Mayor Robert MacDonald of Lewiston, Maine this week called on the state General Assembly to pass a bill that would create a public registry with the personal information of any person who receives welfare benefits. In a column for Twin City Times on Thursday, MacDonald argued that people had a right to know who welfare recipients were because the names of pensioners were already public.
“[O]ur liberal, progressive legislators and their social-service allies have made them a victimized, protected class,” the mayor complained. “It’s none of your business how much of your money they get and spend. Who are you to question it? Just shut up and pay!”
“Well the days of being quiet are gone,” he continued. “We will be submitting a bill to the next legislative session asking that a website be created containing the names, addresses, length of time on assistance and the benefits being collected by every individual on the dole. After all, the public has a right to know how its money is being spent.”

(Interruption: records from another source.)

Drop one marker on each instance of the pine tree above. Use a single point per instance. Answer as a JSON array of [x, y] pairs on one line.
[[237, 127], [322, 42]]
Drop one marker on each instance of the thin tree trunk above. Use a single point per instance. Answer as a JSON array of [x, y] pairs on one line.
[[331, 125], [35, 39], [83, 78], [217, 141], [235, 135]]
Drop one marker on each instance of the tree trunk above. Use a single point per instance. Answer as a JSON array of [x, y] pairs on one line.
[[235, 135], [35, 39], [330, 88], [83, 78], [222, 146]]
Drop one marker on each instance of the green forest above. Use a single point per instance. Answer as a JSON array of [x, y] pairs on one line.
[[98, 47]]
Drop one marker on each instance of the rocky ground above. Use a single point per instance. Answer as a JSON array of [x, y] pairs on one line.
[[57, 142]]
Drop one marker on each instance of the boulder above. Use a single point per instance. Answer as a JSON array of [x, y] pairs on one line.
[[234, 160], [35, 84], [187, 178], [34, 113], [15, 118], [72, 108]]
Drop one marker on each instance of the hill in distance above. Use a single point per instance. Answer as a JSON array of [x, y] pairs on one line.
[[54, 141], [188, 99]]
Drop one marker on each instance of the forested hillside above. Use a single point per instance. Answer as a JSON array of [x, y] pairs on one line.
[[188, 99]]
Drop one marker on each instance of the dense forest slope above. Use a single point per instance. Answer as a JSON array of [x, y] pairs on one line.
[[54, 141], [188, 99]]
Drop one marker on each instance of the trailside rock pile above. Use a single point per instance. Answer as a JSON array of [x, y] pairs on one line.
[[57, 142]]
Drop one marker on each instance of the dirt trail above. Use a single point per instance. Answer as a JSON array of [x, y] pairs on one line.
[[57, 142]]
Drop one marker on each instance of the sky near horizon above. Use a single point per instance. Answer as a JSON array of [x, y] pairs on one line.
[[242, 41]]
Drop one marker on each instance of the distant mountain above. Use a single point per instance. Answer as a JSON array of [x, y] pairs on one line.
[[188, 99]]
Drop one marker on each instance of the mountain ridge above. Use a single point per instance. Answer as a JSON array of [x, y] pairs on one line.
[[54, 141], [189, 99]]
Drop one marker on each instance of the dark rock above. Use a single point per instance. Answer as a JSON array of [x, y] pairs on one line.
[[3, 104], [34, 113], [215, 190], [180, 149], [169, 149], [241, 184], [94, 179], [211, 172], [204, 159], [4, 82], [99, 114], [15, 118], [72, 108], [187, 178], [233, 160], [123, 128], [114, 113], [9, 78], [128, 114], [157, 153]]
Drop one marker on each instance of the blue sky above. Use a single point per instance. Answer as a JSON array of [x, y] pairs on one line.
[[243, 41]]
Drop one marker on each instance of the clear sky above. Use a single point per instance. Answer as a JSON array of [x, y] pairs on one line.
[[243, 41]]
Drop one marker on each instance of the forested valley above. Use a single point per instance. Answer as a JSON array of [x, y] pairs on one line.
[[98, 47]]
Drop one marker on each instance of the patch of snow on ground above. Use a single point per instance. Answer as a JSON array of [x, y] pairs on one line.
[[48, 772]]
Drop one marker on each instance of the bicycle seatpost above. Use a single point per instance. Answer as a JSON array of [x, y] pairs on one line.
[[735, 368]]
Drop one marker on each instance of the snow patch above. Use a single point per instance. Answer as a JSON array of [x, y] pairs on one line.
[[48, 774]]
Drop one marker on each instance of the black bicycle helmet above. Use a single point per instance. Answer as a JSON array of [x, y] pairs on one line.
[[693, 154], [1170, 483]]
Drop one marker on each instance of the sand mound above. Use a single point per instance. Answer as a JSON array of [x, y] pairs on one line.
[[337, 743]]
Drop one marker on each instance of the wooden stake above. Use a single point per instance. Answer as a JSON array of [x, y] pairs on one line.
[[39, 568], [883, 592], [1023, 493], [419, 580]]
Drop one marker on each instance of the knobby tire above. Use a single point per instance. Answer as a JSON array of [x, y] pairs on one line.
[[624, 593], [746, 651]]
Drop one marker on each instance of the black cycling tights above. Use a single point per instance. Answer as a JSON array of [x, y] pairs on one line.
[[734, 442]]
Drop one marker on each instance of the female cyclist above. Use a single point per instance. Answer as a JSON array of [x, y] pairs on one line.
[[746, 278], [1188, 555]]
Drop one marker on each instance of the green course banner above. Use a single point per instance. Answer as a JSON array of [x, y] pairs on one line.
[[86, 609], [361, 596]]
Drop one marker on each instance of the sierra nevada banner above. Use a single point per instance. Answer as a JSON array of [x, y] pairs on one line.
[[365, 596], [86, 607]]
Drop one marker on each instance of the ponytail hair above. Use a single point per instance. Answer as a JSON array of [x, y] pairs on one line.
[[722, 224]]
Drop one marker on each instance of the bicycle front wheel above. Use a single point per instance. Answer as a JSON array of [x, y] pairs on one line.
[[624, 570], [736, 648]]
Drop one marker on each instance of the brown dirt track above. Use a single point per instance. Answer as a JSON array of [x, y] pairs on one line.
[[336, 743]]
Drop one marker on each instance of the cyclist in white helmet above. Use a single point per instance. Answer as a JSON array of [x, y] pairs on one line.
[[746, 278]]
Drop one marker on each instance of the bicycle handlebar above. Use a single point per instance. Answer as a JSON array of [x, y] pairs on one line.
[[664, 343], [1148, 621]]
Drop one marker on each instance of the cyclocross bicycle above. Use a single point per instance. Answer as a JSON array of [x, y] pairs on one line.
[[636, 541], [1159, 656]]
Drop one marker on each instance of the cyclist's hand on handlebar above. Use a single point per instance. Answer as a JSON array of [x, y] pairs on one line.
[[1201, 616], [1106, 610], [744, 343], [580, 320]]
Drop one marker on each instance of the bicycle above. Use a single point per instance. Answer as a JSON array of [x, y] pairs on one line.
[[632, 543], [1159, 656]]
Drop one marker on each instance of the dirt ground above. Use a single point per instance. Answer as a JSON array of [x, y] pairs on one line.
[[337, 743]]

MacDonald said that he would submit other bills to cap welfare payments at 60 months for a lifetime, and to stop any child from receiving benefits if the child was born into a family already on welfare. Maine Democrats pointed out on Thursday that MacDonald’s welfare registry plan would be in violation of federal law.
“There are specific provisions in federal law that would prohibit the posting of that information,” state Rep. Drew Gattine told the Bangor Daily News. Gattine noted that Republicans spent an inordinate amount of time worrying about $100 million in state welfare benefits, which are just a fraction of state’s $2.7 billion budget.
“So in reality we should be spending 27 more times emotional energy on trying to reform those programs than on these others that literally amount to a rounding error in the state budget,” the lawmaker observed. “I just wish people would spend more time listening to the pope and his message that we are all in this together and not spend time listening to his divisive political commentary coming from the mayor of Lewiston.”